The mechanisms involved in the periodontitis-LPS-NASH axis in humans are difficult to analyze because the complicated cascade involves multiple factors and organs [1, 5, 7]. In the present study, we used an intraperitoneal injection of LPS from P.g. with HFD as a model of NASH with periodontitis to focus on the role of Nrf2 in macrophages in LPS metabolism. This model has some limitations. The delivery of LPS directly to the liver is not physiological, and therefore it does not recapitulate periodontitis. Moreover, alterations in the gut microbiota by periodontal pathogenic bacteria are difficult to analyze.

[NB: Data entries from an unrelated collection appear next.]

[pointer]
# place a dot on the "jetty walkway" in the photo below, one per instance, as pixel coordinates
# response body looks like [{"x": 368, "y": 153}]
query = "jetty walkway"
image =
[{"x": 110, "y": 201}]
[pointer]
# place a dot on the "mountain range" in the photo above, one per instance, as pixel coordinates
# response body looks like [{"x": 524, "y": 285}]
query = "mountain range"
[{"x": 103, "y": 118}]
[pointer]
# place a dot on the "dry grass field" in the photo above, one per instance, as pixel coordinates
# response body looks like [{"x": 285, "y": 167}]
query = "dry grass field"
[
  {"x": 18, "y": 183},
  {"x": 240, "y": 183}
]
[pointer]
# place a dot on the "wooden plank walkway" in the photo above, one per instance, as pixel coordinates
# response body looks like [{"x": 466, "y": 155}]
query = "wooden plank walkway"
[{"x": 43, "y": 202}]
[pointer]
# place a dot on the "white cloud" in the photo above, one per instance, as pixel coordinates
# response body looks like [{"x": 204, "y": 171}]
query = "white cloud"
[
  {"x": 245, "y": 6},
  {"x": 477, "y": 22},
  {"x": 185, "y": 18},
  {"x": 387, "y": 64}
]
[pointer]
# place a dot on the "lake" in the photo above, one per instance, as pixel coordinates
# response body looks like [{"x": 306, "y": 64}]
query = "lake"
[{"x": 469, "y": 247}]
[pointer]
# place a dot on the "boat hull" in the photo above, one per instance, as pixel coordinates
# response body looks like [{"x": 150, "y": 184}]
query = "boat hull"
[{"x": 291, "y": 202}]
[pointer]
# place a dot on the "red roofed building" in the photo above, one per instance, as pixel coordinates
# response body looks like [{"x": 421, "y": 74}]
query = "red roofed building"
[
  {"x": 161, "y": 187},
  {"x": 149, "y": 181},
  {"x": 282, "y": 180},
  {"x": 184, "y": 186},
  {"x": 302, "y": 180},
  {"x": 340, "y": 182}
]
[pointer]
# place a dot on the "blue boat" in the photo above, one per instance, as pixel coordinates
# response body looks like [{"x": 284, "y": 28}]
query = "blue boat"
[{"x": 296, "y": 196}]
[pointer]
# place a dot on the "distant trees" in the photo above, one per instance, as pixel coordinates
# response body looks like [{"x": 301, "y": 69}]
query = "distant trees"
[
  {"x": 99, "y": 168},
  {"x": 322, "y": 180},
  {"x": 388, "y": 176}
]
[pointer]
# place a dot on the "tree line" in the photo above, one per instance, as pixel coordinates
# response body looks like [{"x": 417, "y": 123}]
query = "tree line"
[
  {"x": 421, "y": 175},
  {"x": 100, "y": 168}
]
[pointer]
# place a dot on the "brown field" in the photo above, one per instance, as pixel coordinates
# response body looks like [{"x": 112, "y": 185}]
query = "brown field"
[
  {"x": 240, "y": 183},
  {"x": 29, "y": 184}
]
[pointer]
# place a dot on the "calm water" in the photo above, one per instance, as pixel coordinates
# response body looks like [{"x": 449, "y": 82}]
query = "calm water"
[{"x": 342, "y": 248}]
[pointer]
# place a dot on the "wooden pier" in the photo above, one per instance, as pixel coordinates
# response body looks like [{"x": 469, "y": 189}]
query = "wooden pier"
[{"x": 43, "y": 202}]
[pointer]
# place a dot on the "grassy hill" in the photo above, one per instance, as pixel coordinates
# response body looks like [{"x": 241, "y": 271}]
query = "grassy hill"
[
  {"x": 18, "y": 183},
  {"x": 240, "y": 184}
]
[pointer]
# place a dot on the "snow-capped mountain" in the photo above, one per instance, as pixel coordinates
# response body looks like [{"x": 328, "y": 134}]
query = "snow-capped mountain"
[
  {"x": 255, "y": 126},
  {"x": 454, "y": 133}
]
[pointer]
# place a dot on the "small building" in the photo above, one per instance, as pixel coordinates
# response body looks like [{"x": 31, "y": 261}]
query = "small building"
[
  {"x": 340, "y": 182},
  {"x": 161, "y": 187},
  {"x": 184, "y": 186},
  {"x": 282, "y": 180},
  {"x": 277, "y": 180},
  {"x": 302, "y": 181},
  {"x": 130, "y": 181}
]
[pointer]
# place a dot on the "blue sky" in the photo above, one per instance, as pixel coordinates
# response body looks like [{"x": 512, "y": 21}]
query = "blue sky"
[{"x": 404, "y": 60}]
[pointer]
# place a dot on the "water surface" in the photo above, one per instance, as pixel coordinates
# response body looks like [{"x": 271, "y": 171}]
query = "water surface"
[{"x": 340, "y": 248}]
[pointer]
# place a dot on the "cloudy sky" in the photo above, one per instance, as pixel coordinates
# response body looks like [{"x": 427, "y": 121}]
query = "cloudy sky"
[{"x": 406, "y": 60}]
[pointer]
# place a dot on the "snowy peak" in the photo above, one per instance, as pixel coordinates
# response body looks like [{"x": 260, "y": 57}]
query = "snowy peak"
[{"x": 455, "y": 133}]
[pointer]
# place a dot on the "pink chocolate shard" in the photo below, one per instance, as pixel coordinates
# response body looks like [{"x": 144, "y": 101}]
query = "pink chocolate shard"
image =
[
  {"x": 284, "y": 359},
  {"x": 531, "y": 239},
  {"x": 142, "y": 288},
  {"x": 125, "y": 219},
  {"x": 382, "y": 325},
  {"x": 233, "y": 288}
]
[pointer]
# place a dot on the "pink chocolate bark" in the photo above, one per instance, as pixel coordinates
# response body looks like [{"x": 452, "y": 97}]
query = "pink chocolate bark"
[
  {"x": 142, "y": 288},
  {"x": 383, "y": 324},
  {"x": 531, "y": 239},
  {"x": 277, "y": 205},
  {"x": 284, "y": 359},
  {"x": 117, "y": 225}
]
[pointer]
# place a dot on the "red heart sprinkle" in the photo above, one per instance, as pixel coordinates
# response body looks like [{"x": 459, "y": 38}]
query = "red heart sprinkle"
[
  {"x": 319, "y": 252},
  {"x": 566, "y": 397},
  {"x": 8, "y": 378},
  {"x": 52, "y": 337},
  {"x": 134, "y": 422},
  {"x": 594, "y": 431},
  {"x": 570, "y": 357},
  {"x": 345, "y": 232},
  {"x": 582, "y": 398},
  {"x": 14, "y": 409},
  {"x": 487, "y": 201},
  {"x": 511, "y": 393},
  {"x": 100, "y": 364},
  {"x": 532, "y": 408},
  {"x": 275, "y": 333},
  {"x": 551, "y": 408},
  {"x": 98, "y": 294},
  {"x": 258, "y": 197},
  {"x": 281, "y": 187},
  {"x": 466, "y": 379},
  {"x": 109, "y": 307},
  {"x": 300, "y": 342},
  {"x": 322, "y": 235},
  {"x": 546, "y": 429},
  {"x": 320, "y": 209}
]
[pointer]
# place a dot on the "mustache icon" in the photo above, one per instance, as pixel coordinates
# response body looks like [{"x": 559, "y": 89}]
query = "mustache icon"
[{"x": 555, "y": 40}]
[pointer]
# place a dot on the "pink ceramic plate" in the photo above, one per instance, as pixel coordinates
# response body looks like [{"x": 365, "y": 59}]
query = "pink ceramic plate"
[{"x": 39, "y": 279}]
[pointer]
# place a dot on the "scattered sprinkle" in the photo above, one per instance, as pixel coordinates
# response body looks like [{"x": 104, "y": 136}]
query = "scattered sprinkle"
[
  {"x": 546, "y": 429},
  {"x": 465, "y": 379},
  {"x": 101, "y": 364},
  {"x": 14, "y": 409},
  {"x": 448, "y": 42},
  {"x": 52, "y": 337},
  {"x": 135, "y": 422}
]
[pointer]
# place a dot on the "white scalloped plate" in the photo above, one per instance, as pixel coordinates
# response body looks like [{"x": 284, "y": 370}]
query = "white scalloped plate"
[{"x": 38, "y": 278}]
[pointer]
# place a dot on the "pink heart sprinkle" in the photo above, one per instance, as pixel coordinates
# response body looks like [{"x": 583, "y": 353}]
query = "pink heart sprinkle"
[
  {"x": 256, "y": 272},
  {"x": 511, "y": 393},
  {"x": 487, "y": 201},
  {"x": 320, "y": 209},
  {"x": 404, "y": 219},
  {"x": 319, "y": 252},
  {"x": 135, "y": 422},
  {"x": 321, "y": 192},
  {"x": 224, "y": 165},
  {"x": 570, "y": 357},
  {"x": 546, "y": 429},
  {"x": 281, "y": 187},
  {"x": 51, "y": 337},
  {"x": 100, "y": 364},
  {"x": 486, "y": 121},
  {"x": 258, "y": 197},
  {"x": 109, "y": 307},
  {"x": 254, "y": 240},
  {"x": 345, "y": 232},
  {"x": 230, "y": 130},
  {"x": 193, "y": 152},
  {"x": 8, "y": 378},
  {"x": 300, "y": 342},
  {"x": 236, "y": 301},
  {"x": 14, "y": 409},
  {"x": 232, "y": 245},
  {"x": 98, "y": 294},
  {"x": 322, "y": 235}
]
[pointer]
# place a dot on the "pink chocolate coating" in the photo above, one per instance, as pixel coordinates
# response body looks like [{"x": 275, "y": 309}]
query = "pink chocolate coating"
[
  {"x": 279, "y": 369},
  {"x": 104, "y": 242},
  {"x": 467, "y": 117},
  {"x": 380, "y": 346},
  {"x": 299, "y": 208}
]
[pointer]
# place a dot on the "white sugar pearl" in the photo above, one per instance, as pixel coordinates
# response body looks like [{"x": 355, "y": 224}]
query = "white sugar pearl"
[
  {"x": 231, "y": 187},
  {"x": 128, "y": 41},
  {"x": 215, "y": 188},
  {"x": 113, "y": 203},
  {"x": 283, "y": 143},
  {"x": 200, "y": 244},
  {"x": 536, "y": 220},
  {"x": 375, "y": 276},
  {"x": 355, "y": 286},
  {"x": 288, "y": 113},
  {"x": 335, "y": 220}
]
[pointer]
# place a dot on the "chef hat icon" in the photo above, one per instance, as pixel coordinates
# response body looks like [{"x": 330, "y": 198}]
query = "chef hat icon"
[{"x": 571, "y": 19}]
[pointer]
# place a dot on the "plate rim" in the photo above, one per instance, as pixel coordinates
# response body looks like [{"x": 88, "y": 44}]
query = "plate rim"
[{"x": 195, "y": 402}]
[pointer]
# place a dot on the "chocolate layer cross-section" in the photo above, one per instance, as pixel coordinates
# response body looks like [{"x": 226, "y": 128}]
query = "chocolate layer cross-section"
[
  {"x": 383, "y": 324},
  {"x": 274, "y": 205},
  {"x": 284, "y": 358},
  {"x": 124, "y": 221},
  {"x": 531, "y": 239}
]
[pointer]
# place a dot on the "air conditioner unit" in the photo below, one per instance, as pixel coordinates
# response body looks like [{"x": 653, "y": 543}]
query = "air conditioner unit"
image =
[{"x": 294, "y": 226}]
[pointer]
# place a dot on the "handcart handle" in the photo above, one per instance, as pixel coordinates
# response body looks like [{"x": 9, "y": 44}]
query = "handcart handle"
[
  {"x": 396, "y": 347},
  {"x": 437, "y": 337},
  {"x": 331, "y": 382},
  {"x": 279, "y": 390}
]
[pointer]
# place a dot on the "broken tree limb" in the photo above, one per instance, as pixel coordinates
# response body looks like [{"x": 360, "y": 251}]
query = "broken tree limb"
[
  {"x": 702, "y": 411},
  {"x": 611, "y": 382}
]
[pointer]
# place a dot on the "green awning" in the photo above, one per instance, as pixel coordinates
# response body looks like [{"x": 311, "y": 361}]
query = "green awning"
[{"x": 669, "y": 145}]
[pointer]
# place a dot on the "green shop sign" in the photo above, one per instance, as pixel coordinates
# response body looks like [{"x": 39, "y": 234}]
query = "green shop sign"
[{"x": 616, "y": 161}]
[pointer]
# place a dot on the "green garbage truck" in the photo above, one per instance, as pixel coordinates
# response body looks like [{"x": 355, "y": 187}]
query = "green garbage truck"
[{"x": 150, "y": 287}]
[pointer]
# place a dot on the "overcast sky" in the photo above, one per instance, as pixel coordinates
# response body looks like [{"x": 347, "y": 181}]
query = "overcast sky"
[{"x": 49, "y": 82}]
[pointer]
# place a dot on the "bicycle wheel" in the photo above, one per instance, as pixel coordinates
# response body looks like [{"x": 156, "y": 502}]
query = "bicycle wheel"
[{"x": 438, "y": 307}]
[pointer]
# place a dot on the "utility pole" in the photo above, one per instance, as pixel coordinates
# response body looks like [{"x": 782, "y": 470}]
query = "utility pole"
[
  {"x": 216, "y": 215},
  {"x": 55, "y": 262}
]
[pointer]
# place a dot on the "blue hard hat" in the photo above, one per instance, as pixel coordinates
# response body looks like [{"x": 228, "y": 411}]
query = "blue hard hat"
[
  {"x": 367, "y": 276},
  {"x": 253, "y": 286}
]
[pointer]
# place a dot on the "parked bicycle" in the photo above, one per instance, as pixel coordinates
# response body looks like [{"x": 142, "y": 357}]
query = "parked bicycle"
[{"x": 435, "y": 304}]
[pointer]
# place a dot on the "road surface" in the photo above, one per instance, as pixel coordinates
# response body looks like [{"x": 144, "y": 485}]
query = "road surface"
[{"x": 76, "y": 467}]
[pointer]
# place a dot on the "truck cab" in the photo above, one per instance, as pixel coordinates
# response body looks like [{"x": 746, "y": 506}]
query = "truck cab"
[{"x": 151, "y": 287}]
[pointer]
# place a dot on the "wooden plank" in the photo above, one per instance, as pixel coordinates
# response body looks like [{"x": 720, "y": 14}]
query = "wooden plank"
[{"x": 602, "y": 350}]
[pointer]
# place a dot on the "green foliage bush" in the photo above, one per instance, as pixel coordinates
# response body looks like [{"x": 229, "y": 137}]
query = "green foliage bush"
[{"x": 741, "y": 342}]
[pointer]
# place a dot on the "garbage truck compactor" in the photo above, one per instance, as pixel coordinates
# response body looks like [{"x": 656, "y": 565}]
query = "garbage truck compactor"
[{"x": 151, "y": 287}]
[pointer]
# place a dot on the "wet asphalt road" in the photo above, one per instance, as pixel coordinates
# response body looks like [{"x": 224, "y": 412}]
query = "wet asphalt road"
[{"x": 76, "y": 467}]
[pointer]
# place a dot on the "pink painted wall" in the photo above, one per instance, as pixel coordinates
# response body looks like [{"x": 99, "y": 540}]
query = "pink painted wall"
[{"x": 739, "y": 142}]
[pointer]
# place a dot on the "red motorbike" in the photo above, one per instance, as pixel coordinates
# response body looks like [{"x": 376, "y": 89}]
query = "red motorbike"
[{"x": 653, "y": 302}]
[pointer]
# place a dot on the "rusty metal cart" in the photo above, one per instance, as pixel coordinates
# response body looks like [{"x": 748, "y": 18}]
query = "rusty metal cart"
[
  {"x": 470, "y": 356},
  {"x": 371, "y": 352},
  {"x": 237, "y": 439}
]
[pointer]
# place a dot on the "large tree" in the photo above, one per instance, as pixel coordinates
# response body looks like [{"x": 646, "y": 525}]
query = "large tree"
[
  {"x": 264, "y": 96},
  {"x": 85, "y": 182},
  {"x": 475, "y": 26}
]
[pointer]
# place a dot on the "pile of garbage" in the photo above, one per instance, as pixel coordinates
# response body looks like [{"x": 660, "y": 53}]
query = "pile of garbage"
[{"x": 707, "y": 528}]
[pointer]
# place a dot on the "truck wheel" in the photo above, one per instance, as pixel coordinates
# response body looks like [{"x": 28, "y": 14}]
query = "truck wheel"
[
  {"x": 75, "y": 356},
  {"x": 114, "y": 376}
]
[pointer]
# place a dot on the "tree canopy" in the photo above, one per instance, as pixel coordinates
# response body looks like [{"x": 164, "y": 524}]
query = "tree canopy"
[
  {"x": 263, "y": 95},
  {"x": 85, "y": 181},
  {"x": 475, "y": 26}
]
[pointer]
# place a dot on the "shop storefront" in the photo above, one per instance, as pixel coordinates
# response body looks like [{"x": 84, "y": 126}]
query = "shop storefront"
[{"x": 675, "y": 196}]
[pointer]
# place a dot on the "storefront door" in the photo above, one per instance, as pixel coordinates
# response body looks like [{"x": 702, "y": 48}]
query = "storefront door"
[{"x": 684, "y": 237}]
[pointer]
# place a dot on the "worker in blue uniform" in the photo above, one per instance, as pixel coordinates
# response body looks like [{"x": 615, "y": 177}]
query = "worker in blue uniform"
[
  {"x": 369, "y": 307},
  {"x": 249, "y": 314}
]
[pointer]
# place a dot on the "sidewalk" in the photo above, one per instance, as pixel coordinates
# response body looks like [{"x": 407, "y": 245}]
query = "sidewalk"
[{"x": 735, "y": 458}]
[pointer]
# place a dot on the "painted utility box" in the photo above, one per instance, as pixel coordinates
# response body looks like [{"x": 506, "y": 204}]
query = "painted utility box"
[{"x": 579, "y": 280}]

In human studies, the phagocytic capacity of immune cells was reported to influence the development of NASH. A reduction in the phagocytic capacity of KCs was restored by long-term high-intensity exercise, which was followed by the amelioration of inflammation and oxidative stress in NAFLD patients [28]. Moreover, an improvement in periodontitis after exercise and oral hygiene instructions was reported to ameliorate NAFLD in humans [29, 30]. Therefore, the control of periodontitis and LPS derived from periodontal disease-related bacteria such as P.g., may be a promising new option for the management of NASH.

Recently, two strong genetic risk factors for fatty liver diseases, including NAFLD, were identified as missense variants in patatin phospholipase-like domain containing protein 3 (PNPLA3) [31] and in transmembrane 6 superfamily member 2 (TM6SF2), which promotes bulk lipidation and prevent fatty liver disease [32]. However, whether genetic abnormalities of Nrf2 affect the onset and progression of NAFLD and NASH in humans has not been reported, and there was no difference in lipid profiles between Nrf2-KO and Nrf2-mRes mice (Figs 3C, 4A and 4B).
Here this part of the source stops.